3. Some novel funding model that's unexplored because obnoxious ads dominate everything and suck all the air out of the room.

Let me preface this by a large percentage of people in advertising are not creating #1. BUT:

1. That's fair, but it takes time and talent to create these.

2. Clearly that isn't working; see almost any news site in existence

3. This is a hope, and a nice one. https://scroll.com/

3. OK they have a different business model and lots of content partners, but they won't tell you what it is, just invite you to sign up. I'm guessing it involves monetizing email addresses. If this content free proposition is your idea of a nice prospect, what is it based on? Anyone can say they have laudable goals, like beauty contestants who aspire to bring about world peace and end hunger. Perhaps they're just saying nice things without any real capability or intention to deliver?

you know, sometimes I wonder how the internet would look like today if every time you loaded content from a server some money would automatically go their way (a tiny payment compensating for server time of sorts)

Ah the PRESTEL / Dialcom model pay per page and or minute *narrator voice" it didn't turn out well- I should know I was there if you don believe me ask Vint Cerf

I suspect even worse. People would be less willing to try new things with an upfront cost while clickbait would be even more incentivized as they don't even have to worry about not offending advertisers.

That's similar to what https://flattr.com/ tried. (You could set it to auto-pay visited pages)

Lots of ways. By contributing to society, perhaps?

This advertising model hasn't been around for very long. It's baffling how suddenly nobody can even conceive of how the world would work without malicious advertising and culture-wide psyops digging into everyone's brains. The advertising model is one of the worst inventions in history.

>Hatred of advertising at a larger scale, nice

The problem is that the perception of the advertising industry at a larger scale is that it's a blood sucking industry with no thought for anything other than taking the attention of everyone away from what they were looking for and towards what the industry has been paid to help sell.

It's ironic, I think, that the advertising industry is perceived so badly.
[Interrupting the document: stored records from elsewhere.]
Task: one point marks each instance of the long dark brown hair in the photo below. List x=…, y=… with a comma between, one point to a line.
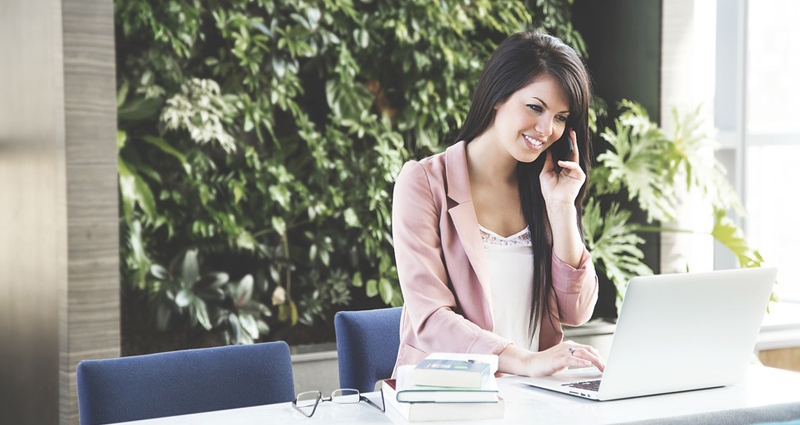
x=518, y=61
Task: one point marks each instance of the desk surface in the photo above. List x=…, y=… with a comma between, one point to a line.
x=766, y=395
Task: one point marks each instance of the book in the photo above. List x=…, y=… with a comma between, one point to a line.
x=451, y=373
x=406, y=391
x=424, y=412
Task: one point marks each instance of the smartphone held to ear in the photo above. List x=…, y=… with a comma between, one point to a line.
x=562, y=149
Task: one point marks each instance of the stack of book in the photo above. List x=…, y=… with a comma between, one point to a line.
x=446, y=386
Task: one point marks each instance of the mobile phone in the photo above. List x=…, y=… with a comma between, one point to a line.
x=562, y=149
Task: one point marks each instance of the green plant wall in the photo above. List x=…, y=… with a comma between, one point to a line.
x=258, y=142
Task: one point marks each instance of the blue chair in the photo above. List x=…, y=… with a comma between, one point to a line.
x=182, y=382
x=366, y=343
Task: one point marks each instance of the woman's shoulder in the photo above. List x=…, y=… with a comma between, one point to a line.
x=437, y=163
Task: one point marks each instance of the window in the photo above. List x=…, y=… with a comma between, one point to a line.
x=757, y=114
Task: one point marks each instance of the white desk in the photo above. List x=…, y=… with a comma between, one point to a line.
x=767, y=395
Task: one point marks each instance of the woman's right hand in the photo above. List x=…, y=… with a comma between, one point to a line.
x=566, y=354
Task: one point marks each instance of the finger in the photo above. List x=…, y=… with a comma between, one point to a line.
x=589, y=356
x=574, y=140
x=573, y=170
x=548, y=160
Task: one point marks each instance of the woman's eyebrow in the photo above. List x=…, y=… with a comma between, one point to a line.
x=545, y=105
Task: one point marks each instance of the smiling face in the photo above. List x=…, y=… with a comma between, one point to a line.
x=531, y=119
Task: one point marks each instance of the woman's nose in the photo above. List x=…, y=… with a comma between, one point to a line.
x=544, y=127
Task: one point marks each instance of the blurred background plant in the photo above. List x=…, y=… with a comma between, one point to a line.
x=650, y=168
x=258, y=142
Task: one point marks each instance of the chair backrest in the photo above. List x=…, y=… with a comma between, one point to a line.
x=183, y=382
x=366, y=343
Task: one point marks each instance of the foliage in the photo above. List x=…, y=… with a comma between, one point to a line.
x=259, y=139
x=648, y=166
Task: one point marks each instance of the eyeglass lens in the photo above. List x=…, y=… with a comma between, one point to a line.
x=307, y=402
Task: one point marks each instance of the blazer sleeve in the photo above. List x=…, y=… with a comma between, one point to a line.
x=575, y=289
x=431, y=305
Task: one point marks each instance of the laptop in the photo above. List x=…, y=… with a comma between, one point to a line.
x=676, y=332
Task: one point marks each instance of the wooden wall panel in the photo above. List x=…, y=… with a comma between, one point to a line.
x=92, y=324
x=59, y=249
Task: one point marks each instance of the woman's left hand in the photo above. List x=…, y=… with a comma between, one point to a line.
x=562, y=186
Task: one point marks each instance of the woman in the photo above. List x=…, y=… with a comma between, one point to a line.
x=487, y=235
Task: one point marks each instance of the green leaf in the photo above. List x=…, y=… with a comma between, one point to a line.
x=372, y=288
x=386, y=290
x=166, y=148
x=357, y=282
x=249, y=325
x=159, y=271
x=236, y=331
x=244, y=291
x=139, y=109
x=184, y=298
x=190, y=268
x=201, y=313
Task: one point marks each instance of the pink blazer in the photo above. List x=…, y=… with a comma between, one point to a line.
x=443, y=272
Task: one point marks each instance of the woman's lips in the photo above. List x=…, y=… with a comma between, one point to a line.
x=532, y=143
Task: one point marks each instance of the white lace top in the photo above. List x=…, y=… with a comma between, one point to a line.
x=510, y=262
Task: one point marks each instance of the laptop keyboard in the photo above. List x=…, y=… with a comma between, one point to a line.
x=593, y=385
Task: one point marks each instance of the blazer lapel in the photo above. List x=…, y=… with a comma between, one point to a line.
x=466, y=222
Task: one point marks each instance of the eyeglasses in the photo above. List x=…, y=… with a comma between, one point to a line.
x=307, y=402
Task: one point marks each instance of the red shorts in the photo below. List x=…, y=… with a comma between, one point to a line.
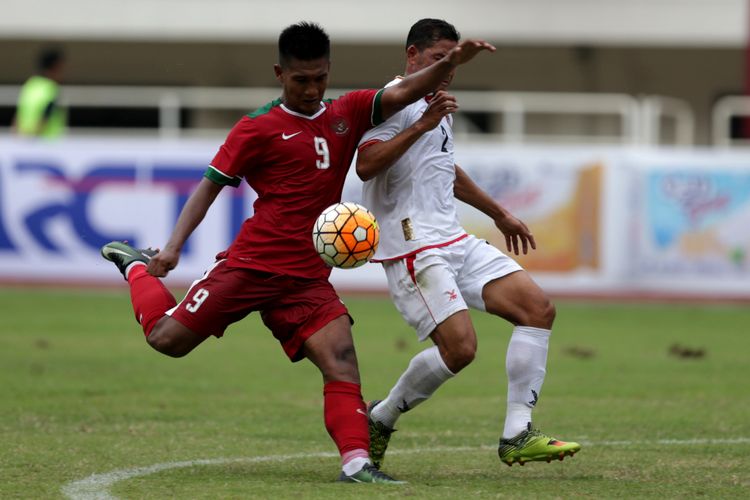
x=292, y=308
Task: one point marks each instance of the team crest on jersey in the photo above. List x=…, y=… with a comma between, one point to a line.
x=339, y=126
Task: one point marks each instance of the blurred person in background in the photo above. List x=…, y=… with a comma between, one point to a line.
x=295, y=153
x=38, y=112
x=436, y=271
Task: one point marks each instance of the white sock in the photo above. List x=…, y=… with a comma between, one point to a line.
x=355, y=465
x=426, y=372
x=525, y=364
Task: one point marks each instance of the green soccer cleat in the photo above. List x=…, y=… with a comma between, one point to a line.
x=380, y=435
x=533, y=446
x=123, y=255
x=368, y=474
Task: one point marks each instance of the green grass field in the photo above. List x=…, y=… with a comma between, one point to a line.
x=89, y=410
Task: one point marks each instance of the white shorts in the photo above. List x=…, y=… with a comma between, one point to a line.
x=436, y=283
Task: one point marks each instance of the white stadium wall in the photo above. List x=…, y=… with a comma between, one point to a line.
x=606, y=220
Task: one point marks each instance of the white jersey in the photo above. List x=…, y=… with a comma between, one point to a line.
x=413, y=200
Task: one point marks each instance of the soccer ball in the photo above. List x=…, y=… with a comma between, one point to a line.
x=346, y=235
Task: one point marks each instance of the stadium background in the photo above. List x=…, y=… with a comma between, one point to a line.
x=612, y=128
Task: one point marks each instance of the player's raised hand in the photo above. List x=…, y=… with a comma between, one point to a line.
x=163, y=262
x=441, y=104
x=516, y=234
x=466, y=50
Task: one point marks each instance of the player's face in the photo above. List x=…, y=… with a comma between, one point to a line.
x=304, y=83
x=416, y=60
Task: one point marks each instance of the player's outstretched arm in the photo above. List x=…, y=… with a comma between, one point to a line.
x=423, y=82
x=518, y=237
x=191, y=215
x=377, y=156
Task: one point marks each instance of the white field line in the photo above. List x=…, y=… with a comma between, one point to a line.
x=96, y=486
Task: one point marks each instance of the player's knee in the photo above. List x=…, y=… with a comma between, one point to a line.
x=460, y=355
x=539, y=315
x=166, y=344
x=547, y=314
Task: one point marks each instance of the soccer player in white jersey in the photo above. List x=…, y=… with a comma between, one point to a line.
x=436, y=271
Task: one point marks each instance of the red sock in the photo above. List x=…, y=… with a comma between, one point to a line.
x=149, y=296
x=346, y=416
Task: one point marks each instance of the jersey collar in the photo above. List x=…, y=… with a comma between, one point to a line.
x=294, y=113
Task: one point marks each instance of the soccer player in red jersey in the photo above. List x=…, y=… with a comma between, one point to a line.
x=295, y=153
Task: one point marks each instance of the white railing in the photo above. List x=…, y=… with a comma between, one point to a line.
x=724, y=110
x=640, y=120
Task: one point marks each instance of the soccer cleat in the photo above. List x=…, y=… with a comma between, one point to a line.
x=123, y=255
x=380, y=435
x=533, y=446
x=368, y=474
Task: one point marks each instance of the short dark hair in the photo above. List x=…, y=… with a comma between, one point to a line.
x=305, y=41
x=426, y=32
x=49, y=58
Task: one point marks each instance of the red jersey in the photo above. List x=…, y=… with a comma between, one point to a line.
x=297, y=165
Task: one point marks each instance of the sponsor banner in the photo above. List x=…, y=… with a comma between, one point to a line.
x=604, y=219
x=60, y=202
x=557, y=193
x=692, y=220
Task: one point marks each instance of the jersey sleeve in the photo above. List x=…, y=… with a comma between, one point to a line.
x=363, y=108
x=235, y=156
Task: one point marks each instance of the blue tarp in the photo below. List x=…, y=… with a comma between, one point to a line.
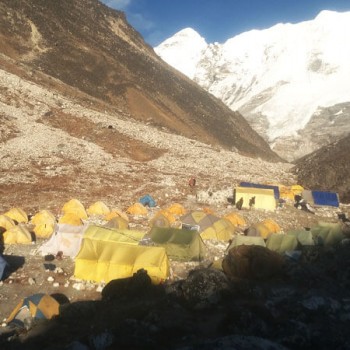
x=3, y=265
x=275, y=189
x=325, y=198
x=147, y=200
How could the advertising industry market itself? "Our knowledge of psychologically attacking the human mind is second-only to the CIA, but we're catching up!"
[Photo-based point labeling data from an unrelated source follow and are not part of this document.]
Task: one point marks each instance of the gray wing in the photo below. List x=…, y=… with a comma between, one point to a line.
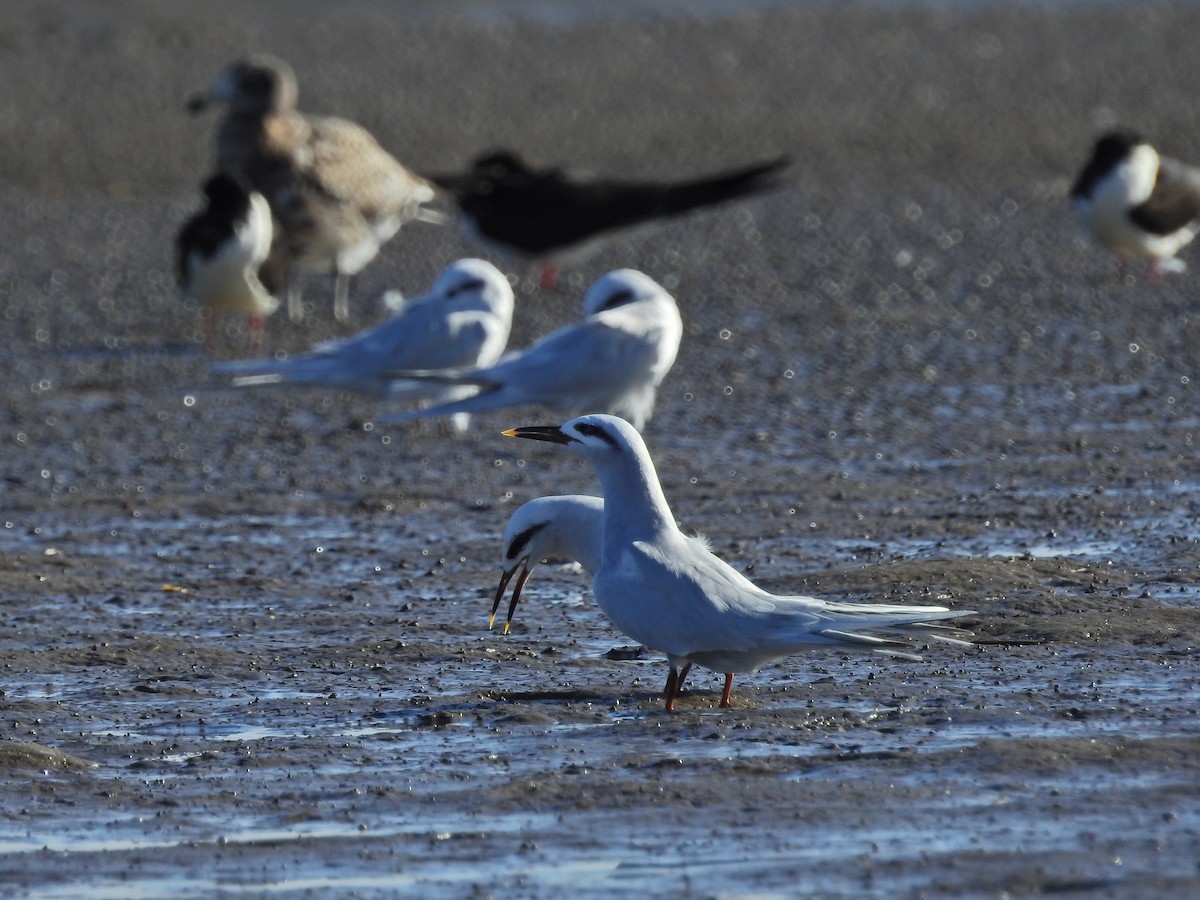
x=1175, y=201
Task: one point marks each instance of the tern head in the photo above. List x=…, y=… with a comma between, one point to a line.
x=466, y=277
x=594, y=435
x=257, y=85
x=1110, y=150
x=619, y=288
x=568, y=527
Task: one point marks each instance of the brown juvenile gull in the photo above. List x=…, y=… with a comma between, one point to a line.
x=221, y=253
x=336, y=195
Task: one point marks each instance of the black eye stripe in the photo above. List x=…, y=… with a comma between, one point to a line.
x=619, y=299
x=598, y=432
x=516, y=549
x=465, y=286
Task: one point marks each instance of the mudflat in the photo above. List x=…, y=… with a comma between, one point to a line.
x=245, y=645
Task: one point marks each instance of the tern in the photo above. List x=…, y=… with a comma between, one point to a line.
x=569, y=526
x=1138, y=203
x=613, y=360
x=336, y=195
x=673, y=595
x=544, y=214
x=220, y=253
x=463, y=321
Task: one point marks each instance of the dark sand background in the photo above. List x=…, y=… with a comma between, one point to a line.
x=245, y=645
Well their job is to please their clients above all else not the ad targets. That crops up a lot like enterprise software being infamously hated because it is geared at looking good to procurers and not the end user - and not even in an "annoying to deal with but it does the job efficiently and cheaply".

If you were to say working in advertising Girl Scout Cookies in Cannabis Advocate magazines you would get fired so very quickly even if it boosted their sales substantially because of the controversy.
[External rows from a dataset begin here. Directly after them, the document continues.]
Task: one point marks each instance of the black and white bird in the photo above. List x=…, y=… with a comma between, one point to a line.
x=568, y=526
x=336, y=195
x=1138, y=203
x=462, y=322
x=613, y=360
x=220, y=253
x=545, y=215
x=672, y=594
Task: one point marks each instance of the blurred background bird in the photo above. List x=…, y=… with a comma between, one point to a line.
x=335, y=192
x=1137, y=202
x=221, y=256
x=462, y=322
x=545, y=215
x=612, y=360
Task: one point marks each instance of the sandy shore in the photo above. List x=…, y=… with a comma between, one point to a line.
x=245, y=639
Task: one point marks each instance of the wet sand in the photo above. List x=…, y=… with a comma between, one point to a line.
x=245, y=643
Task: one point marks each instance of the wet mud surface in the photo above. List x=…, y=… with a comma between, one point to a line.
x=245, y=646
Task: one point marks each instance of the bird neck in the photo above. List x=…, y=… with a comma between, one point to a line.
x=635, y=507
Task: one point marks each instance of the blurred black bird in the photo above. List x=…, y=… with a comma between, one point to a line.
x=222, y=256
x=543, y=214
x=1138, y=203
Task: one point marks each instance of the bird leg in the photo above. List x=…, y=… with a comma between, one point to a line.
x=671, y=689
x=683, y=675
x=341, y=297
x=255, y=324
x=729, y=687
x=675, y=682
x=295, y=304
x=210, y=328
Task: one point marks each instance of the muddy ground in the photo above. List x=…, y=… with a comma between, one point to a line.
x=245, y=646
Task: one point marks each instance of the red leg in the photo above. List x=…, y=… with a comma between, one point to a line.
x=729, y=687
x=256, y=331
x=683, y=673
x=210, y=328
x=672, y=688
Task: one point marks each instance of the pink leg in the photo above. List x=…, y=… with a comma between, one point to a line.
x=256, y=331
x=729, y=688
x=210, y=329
It is part of how Google got their good reputation in the first place - they gave the people what they wanted and were loved for it. Obviously it has greyed over time since.

>Well their job is to please their clients above all else not the ad targets.

I find this comment fascinating, in that:

1. If more of the 'ad targets' (ie. consumers) knew this, then it wouldn't work so well.

2. The advertising industry, by keeping their clients happy, are treating the customers of their clients as a resource to be squeezed wherever and whenever possible, and the clients are obviously fine with this.

3. Point #2 results in the advertising industry being a lightning rod for angry anti-consumer sentiment, allowing the ad industry clients to remain relatively clean.

4. It would be 'good / right' if the ad-industry clients that sell the various products being shoved in our faces on most of the flat-surfaces to be found on the Internet could be held to account just as much as the ad industry itself, then the ad industry would have more reason to drag itself out of the sewer. See point #1.

Edited to add: @Nasrudith, just to clarify, your comment is a great point, and succinct. Well said.

The goals aren't entirely disjoint either for commercial but for cause campaigning and strong dogma they may be able to sustain the relationship indefinitely. A fanatical evangelist business owner indefinitely posting on a billboard in fiery red letters "Are you going to hell?!" on a billboard may well be counterproductive to conversion but as long as the customer is happy the advertiser doesn't care that everybody hates that billboard.

Maybe they shouldn't be making money? Advertising allows otherwise unviable businesses to survive. This is true of other things besides the internet, yet nobody wonders how TV shows are supposed to make money without advertising when we pay to watch shows with no interruptions. Streaming television contrasted with cable TV illustrates perfectly how advertising lowers the quality of content. Likewise, it lowers the quality of the audience; if you don't have to pay for something, you're more likely to view said thing, but you probably aren't going value it very much or be a valuable customer in the long run.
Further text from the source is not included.